Quick and dirty, make access dependent on a cookie manually installed on that PC.

That'll not be a good idea. This is a system for employees, yet needs to accessed online only by an admin.
Security is important. Cant depend on manual cookie installation. Needs to be hack proof.

Nothing connected to the Internet is hack proof.

How about installing the application directly on the designated PC. Then use remote access technology for the Admin?

On a Windoze client, you could perhaps look at

HKEY_LOCAL_MACHINE\SOFTWARE\Microsoft\Cryptography\MachineGuid

Obfuscate the value, i.e. using a timer and the client's ip address, and transfer that value over SSL

Nothing is fool proof though, especially not when you have people with physical access to your client PC.

I think the intended architecture is all wrong. You are trying to put square pegs in round holes.

I agree with Bill. This should be a client app which communicates with the server using web services.

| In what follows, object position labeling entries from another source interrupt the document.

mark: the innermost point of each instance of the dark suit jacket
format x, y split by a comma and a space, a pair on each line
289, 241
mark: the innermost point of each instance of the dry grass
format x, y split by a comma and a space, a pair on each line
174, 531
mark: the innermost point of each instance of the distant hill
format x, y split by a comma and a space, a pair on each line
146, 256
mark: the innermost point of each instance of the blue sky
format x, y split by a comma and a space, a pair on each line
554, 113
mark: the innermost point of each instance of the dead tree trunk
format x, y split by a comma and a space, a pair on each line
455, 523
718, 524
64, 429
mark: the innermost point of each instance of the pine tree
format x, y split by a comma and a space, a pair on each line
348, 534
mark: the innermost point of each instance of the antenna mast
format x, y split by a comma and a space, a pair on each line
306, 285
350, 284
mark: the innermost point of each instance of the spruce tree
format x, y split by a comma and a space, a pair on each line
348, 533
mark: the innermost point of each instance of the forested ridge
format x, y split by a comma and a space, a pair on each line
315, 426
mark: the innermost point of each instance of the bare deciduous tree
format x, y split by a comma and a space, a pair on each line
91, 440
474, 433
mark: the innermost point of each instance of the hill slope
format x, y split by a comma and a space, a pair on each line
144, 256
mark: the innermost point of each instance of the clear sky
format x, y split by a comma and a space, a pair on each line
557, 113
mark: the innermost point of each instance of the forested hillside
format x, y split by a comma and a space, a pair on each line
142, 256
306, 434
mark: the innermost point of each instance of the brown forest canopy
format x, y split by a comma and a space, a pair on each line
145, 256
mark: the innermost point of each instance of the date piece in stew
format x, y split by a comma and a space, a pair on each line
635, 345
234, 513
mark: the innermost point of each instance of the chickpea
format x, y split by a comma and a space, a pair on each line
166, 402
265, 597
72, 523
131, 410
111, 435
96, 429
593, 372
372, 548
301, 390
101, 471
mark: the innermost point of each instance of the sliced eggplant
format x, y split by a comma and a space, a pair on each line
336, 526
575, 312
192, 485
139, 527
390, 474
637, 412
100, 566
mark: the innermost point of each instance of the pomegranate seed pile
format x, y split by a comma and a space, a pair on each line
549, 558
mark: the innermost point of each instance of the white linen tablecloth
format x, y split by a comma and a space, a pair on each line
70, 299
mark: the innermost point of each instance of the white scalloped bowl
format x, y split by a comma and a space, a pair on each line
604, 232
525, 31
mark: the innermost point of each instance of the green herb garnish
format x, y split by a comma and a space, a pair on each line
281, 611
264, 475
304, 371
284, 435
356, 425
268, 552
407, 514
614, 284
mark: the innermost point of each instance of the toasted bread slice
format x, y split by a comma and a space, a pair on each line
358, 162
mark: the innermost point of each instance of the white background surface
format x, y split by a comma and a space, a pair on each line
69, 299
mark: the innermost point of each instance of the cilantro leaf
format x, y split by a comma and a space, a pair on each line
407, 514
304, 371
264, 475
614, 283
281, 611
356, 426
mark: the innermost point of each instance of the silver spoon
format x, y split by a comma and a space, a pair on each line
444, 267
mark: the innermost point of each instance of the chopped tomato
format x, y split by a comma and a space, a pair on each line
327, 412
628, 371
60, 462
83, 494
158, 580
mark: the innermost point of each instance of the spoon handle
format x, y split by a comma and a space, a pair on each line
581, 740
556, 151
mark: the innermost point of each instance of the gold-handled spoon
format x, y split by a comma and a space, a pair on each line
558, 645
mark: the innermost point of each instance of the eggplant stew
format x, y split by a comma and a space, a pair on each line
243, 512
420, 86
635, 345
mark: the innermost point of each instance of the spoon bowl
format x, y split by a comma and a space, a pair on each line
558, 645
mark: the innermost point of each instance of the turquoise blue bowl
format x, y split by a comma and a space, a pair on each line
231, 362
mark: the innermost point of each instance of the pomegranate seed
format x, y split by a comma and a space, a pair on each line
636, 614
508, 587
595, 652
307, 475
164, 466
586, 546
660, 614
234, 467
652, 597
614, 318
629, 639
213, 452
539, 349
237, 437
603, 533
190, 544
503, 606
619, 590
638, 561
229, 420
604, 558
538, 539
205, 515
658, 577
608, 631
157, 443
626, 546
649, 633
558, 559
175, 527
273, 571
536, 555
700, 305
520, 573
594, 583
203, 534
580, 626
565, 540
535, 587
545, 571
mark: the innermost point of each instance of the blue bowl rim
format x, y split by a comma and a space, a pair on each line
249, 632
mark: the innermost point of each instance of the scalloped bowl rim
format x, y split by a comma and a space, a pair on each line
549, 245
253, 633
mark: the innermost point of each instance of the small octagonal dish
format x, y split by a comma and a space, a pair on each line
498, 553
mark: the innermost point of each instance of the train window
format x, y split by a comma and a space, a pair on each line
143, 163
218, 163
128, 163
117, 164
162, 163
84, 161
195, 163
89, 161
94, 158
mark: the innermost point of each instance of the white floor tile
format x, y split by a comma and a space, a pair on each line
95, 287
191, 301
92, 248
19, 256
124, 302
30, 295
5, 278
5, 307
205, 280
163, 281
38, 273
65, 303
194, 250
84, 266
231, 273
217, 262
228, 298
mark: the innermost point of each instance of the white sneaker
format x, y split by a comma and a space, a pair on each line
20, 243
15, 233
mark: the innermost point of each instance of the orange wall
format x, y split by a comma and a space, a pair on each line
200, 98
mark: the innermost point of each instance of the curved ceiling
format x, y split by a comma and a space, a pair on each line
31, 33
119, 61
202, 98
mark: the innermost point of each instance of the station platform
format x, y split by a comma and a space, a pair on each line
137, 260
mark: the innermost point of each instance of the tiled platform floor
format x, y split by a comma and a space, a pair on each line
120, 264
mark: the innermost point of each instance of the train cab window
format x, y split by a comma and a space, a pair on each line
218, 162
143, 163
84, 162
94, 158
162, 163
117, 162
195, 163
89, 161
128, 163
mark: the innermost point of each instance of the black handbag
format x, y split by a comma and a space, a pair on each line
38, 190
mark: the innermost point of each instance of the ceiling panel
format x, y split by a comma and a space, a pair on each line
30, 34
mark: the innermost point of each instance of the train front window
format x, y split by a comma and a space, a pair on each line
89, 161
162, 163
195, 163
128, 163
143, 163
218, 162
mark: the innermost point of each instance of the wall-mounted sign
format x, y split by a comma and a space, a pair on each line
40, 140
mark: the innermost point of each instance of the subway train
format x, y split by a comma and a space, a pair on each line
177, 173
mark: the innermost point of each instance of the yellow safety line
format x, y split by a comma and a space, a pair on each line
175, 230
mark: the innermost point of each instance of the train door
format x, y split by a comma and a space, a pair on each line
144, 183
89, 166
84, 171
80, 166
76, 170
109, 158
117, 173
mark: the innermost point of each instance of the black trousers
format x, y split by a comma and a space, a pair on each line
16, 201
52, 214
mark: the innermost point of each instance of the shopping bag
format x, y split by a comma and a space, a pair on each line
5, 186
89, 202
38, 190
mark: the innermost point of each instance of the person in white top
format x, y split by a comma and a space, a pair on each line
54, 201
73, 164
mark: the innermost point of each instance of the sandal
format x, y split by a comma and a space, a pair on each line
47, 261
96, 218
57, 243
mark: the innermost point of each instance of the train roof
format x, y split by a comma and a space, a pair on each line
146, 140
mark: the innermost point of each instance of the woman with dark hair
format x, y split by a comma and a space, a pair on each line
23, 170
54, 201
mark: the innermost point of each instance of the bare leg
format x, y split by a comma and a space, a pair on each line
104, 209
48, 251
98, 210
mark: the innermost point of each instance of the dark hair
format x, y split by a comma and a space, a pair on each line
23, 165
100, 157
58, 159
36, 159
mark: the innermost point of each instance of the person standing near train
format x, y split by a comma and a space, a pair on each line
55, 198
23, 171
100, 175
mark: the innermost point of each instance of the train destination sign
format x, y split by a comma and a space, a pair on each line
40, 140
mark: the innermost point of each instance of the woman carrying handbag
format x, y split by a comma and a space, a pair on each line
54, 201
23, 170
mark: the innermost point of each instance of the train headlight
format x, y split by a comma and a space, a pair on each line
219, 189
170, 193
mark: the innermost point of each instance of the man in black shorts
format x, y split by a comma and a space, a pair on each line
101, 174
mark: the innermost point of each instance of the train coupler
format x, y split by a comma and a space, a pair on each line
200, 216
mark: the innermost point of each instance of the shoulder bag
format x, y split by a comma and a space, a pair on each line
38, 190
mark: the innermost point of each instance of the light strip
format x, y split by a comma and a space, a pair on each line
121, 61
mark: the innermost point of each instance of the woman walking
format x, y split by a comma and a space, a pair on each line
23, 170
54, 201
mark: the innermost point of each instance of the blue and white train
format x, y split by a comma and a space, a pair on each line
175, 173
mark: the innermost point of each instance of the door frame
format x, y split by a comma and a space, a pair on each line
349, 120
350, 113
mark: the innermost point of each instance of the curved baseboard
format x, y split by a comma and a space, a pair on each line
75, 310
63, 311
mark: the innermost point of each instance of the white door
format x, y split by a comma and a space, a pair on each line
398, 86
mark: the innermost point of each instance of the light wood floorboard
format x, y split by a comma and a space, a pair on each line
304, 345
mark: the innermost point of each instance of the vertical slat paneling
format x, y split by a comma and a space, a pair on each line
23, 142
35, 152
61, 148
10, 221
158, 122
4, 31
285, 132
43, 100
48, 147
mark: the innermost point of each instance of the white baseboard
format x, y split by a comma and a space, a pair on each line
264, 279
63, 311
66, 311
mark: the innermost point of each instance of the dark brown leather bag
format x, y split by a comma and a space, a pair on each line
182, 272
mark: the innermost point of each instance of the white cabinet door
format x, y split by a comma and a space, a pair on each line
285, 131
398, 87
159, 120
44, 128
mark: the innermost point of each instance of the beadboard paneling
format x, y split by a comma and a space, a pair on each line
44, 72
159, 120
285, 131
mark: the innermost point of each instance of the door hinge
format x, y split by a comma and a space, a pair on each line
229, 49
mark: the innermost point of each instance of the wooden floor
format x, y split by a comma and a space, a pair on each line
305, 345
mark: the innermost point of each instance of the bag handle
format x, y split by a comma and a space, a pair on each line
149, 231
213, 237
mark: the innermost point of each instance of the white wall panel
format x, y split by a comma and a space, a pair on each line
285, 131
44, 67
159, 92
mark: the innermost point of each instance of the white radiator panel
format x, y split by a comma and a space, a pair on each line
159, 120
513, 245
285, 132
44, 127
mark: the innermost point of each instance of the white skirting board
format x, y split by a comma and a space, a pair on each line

The only way I can think of is to open an SSH connection between the PC/touchscreen and the server. The web connection is then tunneled over the SSH connection to the web server. The web server should only listen to port 127.0.0.1 and the browser on the PC/touchscreen also connects to 127.0.0.1 on the local computer. The local SSH client and the remote SSHD server catch the requests for the local port 80 and tunnel it to the remote site.

Such a setup is tricky to firewall on the touchscreen PC, because users on the same local network as the touchscreen may be able to connect to the port 80 if it isn't blocked for access via the IP address of the network interface.